Sound — 8
Having been fifteen years since Flogging Molly's breakthrough album, "Drunken Lullabies," where the eponymous song became the band's signature of fleeting punk rock embellished with Celtic melodies, Flogging Molly have slowly but surely grown to offer more than what they're best known for. With their following third album, 2004's "Within a Mile of Home," adapting different music influences into their Celtic punk instrumentation, 2008's "Float" and 2011's "Speed of Darkness," would start to branch out from the punk energy, trying out hard rock and softer, ballad songwriting.
Though it's been six years since Flogging Molly released an album, that long stretch of recording inactivity wasn't a result of bandmate troubles, label issues, or writer's block. In fact, quite the opposite - frontman Dave King had clarified that an extensive focus on touring for all those years was why the band had taken so long to finally sit down and make a follow-up to "Speed of Darkness." But now bringing forth their sixth album, "Life Is Good," Flogging Molly pick up where they left off in the steady maturing of their Gaelic-inspired sound.
More than anything, "Life Is Good" shows Flogging Molly focusing more on their folk side than their punk side. With King and his acoustic guitar being the primary drive of songs, the band's Celtic arrangements of accordions, fiddles, and banjos hold more melodic weight, whether in the somber songs, like "The Last Serenade (Sailors and Fishermen)" and the eponymous song, or in the uplifting songs, like the lush opener "There's Nothing Left Pt. 1," the perky "Until We Meet Again," or the rousing buildup of "Reptiles (We Woke Up)." Even in moments where electric guitars come into play, they practice more restraint, letting songs like "The Guns of Jericho" and "Hope" reach powerful crests by way of folksy singalong rather than amp gain.
Nevertheless, Flogging Molly still dish out some rock energy in "Life Is Good," which feels more special when not being the fundamental appeal of the album. The handful of Celtic punk cuts offered are fine enough, whether it's the by-the-book "The Hand of John L. Sullivan" and "The Bride Wore Black," or the hint of ska influence laced into "Welcome to Adamstown," but the best moment of loudness on the album is heard in "Crushed (Hostile Nations)," where the gang-chant hook fits the stomping rock song like a glove.
Lyrics — 8
Going hand in hand with a maturing of sound, King's lyrics in Flogging Molly's later albums have been a lot more politically-conscious and, in effect, quite grim.
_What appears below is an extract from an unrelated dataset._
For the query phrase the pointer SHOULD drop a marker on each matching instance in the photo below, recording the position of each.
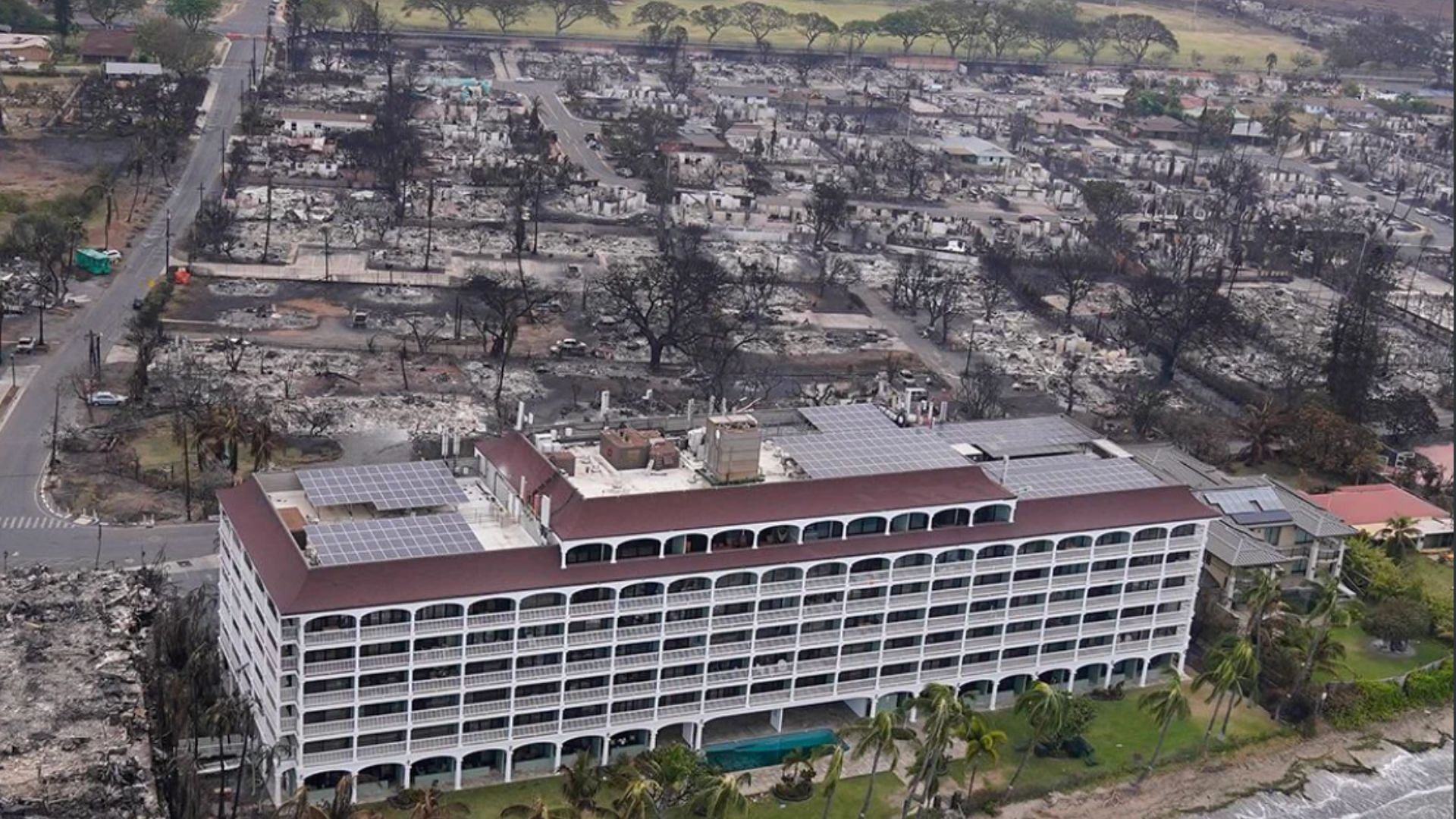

King still has some tough observations in "Life is Good," like the tenuous rebuilding of community in "Welcome To Adamstown," and xenophobia in "Crushed (Hostile Nations)," but for the most part, King's lyrics in the album live up to the positive title. While part of this is indulged with more lighthearted topics, like befriending a legendary boxer in "The Hand of John L. Sullivan," or the song for a charmingly sharp wife in "The Bride Wore Black," King's best cases of positivity are those that pierce through the hardships of life. The resilience of humanity shines in "Reptiles (We Woke Up)" ("For once in this life / Let's just make these wrongs right and then seize the day") and "Hope" ("I said hope is still a shout away / So away we shout once more"), the power of song immortalizes those that have passed in "Last Serenade (Sailors and Fishermen)" ("So goodbye to you dreamers, vagabonds and true believers / Long may you sing once again"), and, most personally, the eponymous song was directly inspired by the last words King's mother said to him on her death bed ("Come to me here / Whisper in your ear / 'Oh, enjoy yourselves, I know I surely did").
Overall Impression — 8
Being their first album after an elongated period, "Life Is Good" doesn't act like a simple return to form, but more like the mark of a new phase for Flogging Molly's catalog. While its Celtic punk moments will always be a cornerstone, the album stands out from the band's previous albums with its strongest appeal to folk music yet - both in its focus on rich acoustic melodies, and singalong-worthy hooks. Pairing that robust folksiness with their tried-and-true punk energy, "Life Is Good" is easily Flogging Molly's most well-rounded album.